Self-taught architect Olive Kentworth bristles against the sexism of 19th-century Missouri in the winning third entry in Jennings’s Joplin Chronicles series (after Proposing Mischief). Olive longs to be accepted as an architect and pounces on the opportunity to design an expansion on the Blount family’s house, which was originally designed by renowned architect Max Scott. To be taken seriously, she enlists the help of her male cousin and submits her work under his name. Meanwhile, Olive reluctantly agrees to babysit two young children only to learn that they belong to Max, who obliges when Olive picks his brain about his library and work. The stakes escalate after a prominent family hires Max to build them a house larger than the Blounts’, igniting a heated battle to build the biggest home in town. Then Max learns that Olive has been drawing her cousin’s blueprints and she, embarrassed, hides out at her family’s farm until her grandmother counsels her that God wouldn’t have given her a gift for architecture without giving her the courage to use it. Olive’s story of overcoming the biases of her community inspires, and readers will appreciate the message that “God is right there beside you in a hundred different ways.” Series fans will be pleased.

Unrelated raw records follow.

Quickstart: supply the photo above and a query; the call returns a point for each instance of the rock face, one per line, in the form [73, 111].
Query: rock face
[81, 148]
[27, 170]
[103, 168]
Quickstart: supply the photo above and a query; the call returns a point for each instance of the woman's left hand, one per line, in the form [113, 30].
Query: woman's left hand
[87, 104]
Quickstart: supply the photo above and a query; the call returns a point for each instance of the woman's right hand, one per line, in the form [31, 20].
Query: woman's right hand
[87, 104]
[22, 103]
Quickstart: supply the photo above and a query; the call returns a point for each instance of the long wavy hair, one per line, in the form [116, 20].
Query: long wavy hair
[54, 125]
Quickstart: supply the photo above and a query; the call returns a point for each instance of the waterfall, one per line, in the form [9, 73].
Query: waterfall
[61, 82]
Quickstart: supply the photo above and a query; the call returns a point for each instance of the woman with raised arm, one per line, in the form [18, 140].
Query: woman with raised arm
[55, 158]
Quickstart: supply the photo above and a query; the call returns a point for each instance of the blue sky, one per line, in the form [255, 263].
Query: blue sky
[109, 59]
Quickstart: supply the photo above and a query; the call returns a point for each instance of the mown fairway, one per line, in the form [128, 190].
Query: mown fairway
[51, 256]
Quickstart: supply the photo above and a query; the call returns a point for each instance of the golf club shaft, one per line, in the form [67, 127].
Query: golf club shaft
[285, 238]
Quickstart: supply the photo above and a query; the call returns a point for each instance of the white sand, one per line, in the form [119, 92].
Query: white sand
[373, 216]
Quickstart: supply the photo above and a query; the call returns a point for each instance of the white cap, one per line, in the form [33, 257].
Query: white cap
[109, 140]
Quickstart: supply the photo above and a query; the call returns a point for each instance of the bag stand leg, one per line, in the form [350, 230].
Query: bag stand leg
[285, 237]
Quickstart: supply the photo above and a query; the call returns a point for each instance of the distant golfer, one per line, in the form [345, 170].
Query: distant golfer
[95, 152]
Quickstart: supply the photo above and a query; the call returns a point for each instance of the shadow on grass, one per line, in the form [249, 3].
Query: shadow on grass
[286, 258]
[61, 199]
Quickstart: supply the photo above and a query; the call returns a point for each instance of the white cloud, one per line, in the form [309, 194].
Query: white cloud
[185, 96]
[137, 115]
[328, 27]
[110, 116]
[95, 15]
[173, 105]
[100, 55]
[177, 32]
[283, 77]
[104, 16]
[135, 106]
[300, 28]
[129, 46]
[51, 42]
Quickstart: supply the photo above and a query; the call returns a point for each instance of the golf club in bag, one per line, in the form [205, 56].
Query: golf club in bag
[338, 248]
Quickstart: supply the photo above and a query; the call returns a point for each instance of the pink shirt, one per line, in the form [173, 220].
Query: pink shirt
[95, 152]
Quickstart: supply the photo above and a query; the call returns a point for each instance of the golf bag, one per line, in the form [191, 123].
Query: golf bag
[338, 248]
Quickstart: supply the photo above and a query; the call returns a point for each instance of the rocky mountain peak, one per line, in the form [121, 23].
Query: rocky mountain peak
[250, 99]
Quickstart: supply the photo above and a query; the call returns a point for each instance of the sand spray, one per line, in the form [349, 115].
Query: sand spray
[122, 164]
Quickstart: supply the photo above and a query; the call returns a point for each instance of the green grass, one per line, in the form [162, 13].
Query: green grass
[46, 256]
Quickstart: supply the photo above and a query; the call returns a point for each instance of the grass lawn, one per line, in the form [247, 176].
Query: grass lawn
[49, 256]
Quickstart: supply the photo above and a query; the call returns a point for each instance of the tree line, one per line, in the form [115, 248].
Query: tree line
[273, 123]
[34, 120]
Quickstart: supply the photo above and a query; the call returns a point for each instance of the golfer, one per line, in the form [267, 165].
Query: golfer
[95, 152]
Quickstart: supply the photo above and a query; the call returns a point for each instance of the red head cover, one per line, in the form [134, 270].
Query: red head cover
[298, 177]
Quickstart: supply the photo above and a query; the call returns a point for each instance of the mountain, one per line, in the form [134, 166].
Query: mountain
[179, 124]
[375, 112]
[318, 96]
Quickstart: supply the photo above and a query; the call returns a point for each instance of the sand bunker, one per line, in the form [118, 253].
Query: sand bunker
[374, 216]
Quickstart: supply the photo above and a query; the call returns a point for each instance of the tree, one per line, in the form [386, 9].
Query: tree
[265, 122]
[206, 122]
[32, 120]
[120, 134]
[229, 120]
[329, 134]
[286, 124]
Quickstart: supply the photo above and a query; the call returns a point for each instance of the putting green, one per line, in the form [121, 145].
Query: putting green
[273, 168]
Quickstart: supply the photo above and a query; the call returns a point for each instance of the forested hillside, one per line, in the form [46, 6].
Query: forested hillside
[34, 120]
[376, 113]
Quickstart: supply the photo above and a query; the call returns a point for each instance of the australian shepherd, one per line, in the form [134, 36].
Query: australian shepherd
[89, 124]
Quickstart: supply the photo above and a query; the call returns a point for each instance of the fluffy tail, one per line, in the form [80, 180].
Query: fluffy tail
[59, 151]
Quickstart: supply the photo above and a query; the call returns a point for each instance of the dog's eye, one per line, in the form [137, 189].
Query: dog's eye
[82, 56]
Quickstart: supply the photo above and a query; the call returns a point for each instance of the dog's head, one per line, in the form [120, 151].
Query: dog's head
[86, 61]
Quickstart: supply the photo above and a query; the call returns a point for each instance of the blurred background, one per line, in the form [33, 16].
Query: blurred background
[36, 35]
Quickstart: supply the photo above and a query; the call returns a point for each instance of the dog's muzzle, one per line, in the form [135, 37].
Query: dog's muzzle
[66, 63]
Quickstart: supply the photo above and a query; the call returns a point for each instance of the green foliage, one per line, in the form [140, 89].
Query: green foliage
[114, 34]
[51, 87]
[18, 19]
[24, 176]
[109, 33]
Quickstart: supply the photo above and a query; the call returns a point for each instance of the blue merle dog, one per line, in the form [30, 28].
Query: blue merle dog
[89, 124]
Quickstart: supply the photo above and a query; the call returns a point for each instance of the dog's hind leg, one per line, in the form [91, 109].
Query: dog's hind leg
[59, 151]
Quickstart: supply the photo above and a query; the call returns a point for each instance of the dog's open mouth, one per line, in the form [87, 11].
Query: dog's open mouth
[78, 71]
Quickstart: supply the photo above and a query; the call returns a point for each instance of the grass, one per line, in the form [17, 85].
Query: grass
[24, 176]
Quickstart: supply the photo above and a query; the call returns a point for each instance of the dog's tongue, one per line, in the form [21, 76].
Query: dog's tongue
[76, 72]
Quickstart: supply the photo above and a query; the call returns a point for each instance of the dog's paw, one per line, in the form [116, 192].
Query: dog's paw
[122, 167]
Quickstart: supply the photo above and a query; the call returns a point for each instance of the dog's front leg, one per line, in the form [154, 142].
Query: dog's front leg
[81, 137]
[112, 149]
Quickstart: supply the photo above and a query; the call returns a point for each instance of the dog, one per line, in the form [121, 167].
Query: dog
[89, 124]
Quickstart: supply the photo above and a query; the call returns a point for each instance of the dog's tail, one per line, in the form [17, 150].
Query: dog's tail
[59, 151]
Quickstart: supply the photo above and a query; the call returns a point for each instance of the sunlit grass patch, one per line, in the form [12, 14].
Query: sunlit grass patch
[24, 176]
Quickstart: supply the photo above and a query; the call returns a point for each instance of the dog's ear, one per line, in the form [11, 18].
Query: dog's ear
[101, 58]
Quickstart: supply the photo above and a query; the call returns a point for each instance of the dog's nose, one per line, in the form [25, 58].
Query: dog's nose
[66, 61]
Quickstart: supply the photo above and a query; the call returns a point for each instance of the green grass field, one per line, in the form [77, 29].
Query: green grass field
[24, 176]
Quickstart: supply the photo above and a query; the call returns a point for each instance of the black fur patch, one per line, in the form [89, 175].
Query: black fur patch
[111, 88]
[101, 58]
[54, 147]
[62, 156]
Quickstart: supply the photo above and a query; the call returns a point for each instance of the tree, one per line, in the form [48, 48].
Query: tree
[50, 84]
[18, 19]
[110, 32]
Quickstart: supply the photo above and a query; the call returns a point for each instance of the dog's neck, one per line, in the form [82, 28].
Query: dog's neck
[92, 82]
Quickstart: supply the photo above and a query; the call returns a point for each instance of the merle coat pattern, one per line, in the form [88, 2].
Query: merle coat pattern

Olive Kentworth dreams of being an architect, but after years of caring for her dying mother, she prefers dreaming in secret to avoid the pain of rejection and the overwhelming pressure of recognition. Instead, her cousin Amos carries out her successful designs in the Joplin community. When renowned architect and widower Maxfield Scott hires Olive as a nanny for his two children, he never expected the healing that her quiet compassion brings to his home. But he also does not realize that the woman quickly claiming his heart is also the unknown builder behind the design about to damage his career. Jennings concludes her delightful Joplin Chronicles with a historical romance about taking risks in life and love. Olive is one of Jennings’ more subtle heroines, who brilliantly confronts the internal and external challenges forever confronting women who pursue the unconventional. The novel’s design motif engages with the characters’ Christian faith and grief, offering compelling reflection on how a loving God can use difficult trials to build a life of value. — Kate Campos
Starred Review – Shy, homebody Olive Kentworth is struggling to find purpose after the death of her mother. What she really wants to do is design buildings, but in the rowdy early 20th-century mining town of Joplin, MO, women aren’t expected to do things like that. When her boisterous cousins push her to nanny for the renowned architect Maxfield Scott, she hides her true devotion to architecture. The more she secretly works on designs, though, the more Olive realizes that the world isn’t as scary as she’d imagined. Meanwhile, Maxfield is out on the town every night trying to bury memories of his late wife with trips to the opera. As both wind up on competing projects, Maxfield realizes his true treasure may lie closer to home. VERDICT Hilarious misunderstandings and secrets abound in this humorous, action-packed romance. Jennings (Proposing Mischief) brings out the best in the historical Christian romance genre, and this is a satisfying conclusion to her trilogy that can easily be read as a stand-alone.